1989 - Professor of Psychology
Ph.D., University of Texas Southwestern Medical Center at Dallas, '90
M.T.S., Perkins School of Theology, Southern Methodist University, '83
B.A., Hendrix College, '78
DW Reynolds Center for Life Science
Background and Training
My background is in clinical psychology. During my training I worked in several clinical settings:
1) a juvenile detention facility in an urban county
2) a state hospital
3) a rehab clinic for patients suffering from chronic low back pain (CLBP)
4) a child psychiatry clinic.
During graduate school my research focused on cognitive predictors of depression in patients with CLBP. That work was later published in the Journal of Behavioral Medicine (Maxwell, Gatchel, and Mayer, 1998).

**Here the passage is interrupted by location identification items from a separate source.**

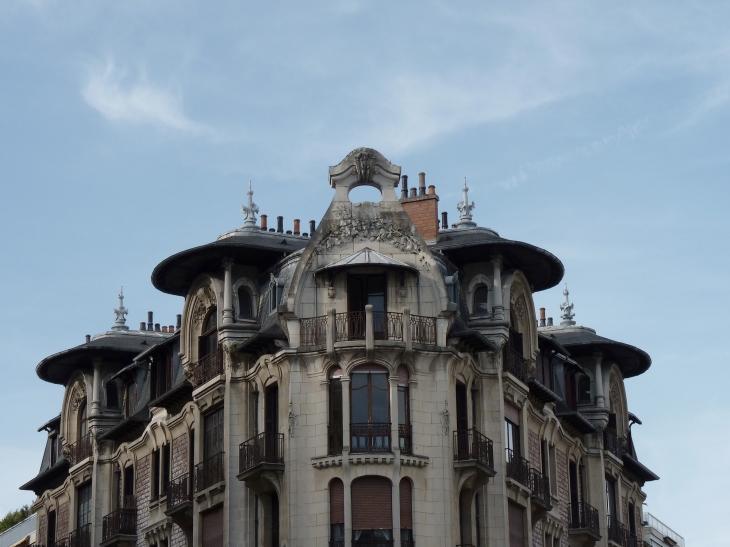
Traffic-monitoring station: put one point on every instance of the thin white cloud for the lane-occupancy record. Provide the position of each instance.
(139, 103)
(537, 168)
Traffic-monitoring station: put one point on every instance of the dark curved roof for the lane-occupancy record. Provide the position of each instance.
(542, 268)
(175, 274)
(121, 348)
(581, 341)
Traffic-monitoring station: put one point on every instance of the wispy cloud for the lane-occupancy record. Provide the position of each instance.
(107, 90)
(534, 169)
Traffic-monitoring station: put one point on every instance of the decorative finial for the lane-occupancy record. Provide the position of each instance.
(249, 211)
(120, 312)
(567, 309)
(465, 208)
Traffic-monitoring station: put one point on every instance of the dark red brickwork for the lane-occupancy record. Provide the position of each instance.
(424, 214)
(142, 491)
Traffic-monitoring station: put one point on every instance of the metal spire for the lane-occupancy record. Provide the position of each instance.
(249, 211)
(465, 208)
(120, 312)
(567, 309)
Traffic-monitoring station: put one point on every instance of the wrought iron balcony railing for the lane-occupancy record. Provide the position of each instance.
(208, 367)
(118, 523)
(81, 449)
(515, 363)
(540, 485)
(469, 444)
(209, 472)
(583, 516)
(518, 468)
(613, 443)
(313, 331)
(423, 330)
(180, 490)
(404, 439)
(370, 437)
(265, 447)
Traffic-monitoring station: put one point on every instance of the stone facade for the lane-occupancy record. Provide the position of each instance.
(378, 350)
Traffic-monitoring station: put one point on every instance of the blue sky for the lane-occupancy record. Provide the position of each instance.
(129, 131)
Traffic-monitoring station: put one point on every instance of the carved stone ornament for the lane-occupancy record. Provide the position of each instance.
(78, 395)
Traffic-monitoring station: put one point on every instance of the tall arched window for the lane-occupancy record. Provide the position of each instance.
(481, 296)
(370, 410)
(372, 510)
(208, 341)
(245, 307)
(337, 513)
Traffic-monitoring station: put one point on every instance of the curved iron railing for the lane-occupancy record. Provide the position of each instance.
(371, 437)
(263, 448)
(469, 444)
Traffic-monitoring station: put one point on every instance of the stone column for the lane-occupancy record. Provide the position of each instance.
(227, 292)
(498, 306)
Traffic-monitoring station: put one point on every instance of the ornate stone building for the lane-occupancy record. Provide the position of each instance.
(381, 381)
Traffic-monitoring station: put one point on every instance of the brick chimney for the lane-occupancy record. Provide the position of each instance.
(422, 208)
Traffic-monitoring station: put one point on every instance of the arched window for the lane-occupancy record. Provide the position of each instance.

Introduction to Psychology Psychological Assessment
Personality Abnormal Psychology
Psychology Practicum Psychology of Evil
Over the years I have developed a keen interest in the psychology of evil. Psychological scientists of all sorts, but particularly social, clinical, and personality psychologists, have recently turned their attention to the study of human violence and cruelty. Some of this work focuses on evil committed in groups, such as mass murder and genocide, whereas other research looks more at the sorts of individuals who often perpetrate evil acts (e.g., psychopaths). I have pursued this interest in my own reading and for the past few years have taught a course on the psychology of evil as often as possible. My experiences teaching this course led me to present a poster on teaching the psychology of evil at a national conference for teachers of psychology.
As a clinical psychologist, I still maintain intense interest in the latest research on mood and anxiety disorders. I am particularly interested in the links between these two types of disorders. The emergence of a “unified treatment protocol” for these disorders is an exciting development that promises to revolutionize our understanding of the major causal factors in these conditions. In addition, this emerging view of anxiety and mood disorders has significant implications for treatment approaches.
I am a huge football fan, both at the college and pro levels, and avidly follow each throughout the year. The Kansas City Chiefs are my favorite pro team, so I am well-acquainted with disappointment.
I also have a passion for crime fiction, so much of the time I am reading a crime novel. Some of my favorite authors include Robert Crais, Raymond Chandler, P. J. Parrish, T. Jefferson Parker, H. Terrell Griffin, and psychologist Jonathan Kellerman.